I stayed up too late last night cracking walnuts and watching a bunch of episodes of Special Victims Unit on Netflix. My friend Laurie brought me what looks like a year supply of them. She knows I love them – what an amazing gift! I also happen to love cracking them. I find it incredibly soothing. It gives purpose to my hands and calms my mind. The night before I stayed up until 3am cracking walnuts and watching episodes of SVU. I felt like shit yesterday as a consequence. I’m trying to re-establish a healthier schedule of going to sleep earlier and waking up earlier. Evenings are the hardest part of the day for me. I’m too tired to do any thing real but not tired enough to sleep. The anxieties of the day have accumulated and I want to drink lots of wine or beer and just watch television shows until I’m too tired to keep my eyes open. I want to drink less and that makes the evenings feel empty in a weird way and there’s so little that soothes. I should probably crack fewer walnuts every night so I can crack them for more nights in a row but once I start I literally can’t stop.

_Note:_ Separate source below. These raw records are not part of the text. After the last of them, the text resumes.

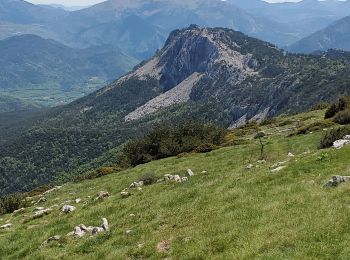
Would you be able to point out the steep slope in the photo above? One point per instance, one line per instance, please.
(205, 74)
(226, 212)
(335, 36)
(48, 73)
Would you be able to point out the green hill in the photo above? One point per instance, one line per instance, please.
(226, 212)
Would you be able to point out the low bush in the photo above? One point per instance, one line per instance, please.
(94, 174)
(166, 141)
(342, 117)
(316, 126)
(332, 135)
(10, 203)
(342, 104)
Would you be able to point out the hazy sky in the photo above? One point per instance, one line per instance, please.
(91, 2)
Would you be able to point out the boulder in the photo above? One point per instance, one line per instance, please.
(104, 224)
(278, 169)
(340, 143)
(17, 211)
(336, 180)
(68, 208)
(102, 195)
(125, 194)
(53, 238)
(190, 173)
(6, 226)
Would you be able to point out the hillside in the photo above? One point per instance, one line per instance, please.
(47, 73)
(225, 211)
(207, 74)
(335, 36)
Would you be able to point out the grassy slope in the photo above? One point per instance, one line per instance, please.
(228, 213)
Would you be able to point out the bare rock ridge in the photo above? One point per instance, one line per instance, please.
(187, 57)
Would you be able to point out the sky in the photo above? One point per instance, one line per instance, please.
(91, 2)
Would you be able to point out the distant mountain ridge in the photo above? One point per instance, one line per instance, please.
(46, 72)
(335, 36)
(206, 74)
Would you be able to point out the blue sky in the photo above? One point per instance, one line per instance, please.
(91, 2)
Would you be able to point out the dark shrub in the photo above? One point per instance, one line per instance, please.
(342, 117)
(148, 178)
(94, 174)
(332, 135)
(10, 203)
(342, 104)
(163, 142)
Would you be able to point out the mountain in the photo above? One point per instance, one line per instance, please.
(272, 209)
(45, 72)
(335, 36)
(20, 17)
(139, 28)
(206, 74)
(304, 17)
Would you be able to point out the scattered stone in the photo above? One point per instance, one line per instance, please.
(41, 213)
(163, 246)
(38, 209)
(291, 155)
(249, 166)
(52, 190)
(136, 184)
(278, 169)
(190, 173)
(17, 211)
(336, 180)
(125, 194)
(104, 225)
(6, 226)
(68, 209)
(54, 238)
(102, 195)
(340, 143)
(278, 164)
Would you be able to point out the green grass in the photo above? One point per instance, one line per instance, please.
(228, 213)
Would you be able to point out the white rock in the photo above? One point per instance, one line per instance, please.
(278, 169)
(249, 166)
(190, 173)
(105, 224)
(340, 143)
(6, 226)
(68, 208)
(125, 194)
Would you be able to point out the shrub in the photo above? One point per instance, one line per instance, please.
(94, 174)
(316, 126)
(332, 135)
(148, 178)
(10, 203)
(342, 117)
(166, 141)
(342, 104)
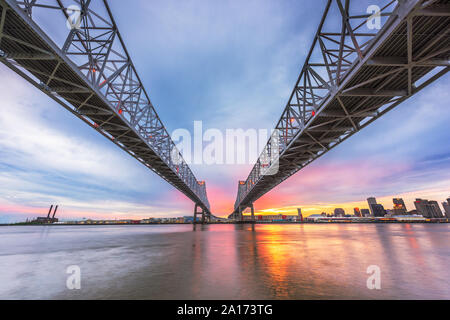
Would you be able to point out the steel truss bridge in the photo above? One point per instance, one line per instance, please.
(351, 77)
(91, 74)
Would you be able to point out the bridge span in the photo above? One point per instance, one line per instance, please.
(359, 67)
(90, 73)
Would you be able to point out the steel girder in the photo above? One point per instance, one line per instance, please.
(92, 75)
(351, 78)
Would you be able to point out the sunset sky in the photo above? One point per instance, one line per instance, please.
(229, 64)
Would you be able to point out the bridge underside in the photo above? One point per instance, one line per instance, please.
(411, 51)
(104, 91)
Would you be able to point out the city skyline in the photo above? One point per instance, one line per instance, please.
(45, 157)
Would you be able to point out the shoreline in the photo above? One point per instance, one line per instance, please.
(246, 222)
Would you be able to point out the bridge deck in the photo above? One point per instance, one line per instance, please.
(26, 49)
(408, 53)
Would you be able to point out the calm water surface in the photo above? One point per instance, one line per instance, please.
(226, 261)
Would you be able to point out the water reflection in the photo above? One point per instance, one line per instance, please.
(227, 261)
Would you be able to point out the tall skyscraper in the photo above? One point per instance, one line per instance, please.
(428, 209)
(371, 201)
(437, 212)
(399, 206)
(446, 206)
(378, 210)
(339, 212)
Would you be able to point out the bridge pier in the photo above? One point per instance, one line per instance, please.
(195, 213)
(205, 217)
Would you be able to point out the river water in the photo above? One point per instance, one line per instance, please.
(310, 261)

I should contact walnut growers and offer to crack their nuts for $2 an hour. They don’t have to know how much I like doing it and how it would serve as a constant place to focus my nervous energy on. Then I could use the money to buy fancy cheeses to eat with the walnuts.
I should start a hand sewing project. I should bind my damn quilt so I can start quilting it. Hand sewing is also super satisfying in the same way.
I love how quiet snow is.
Now that I’ve had some breakfast and written a little and watched what snow there was to watch I would like to go back to sleep.
I hope you all are having a good morning – whatever that means to you!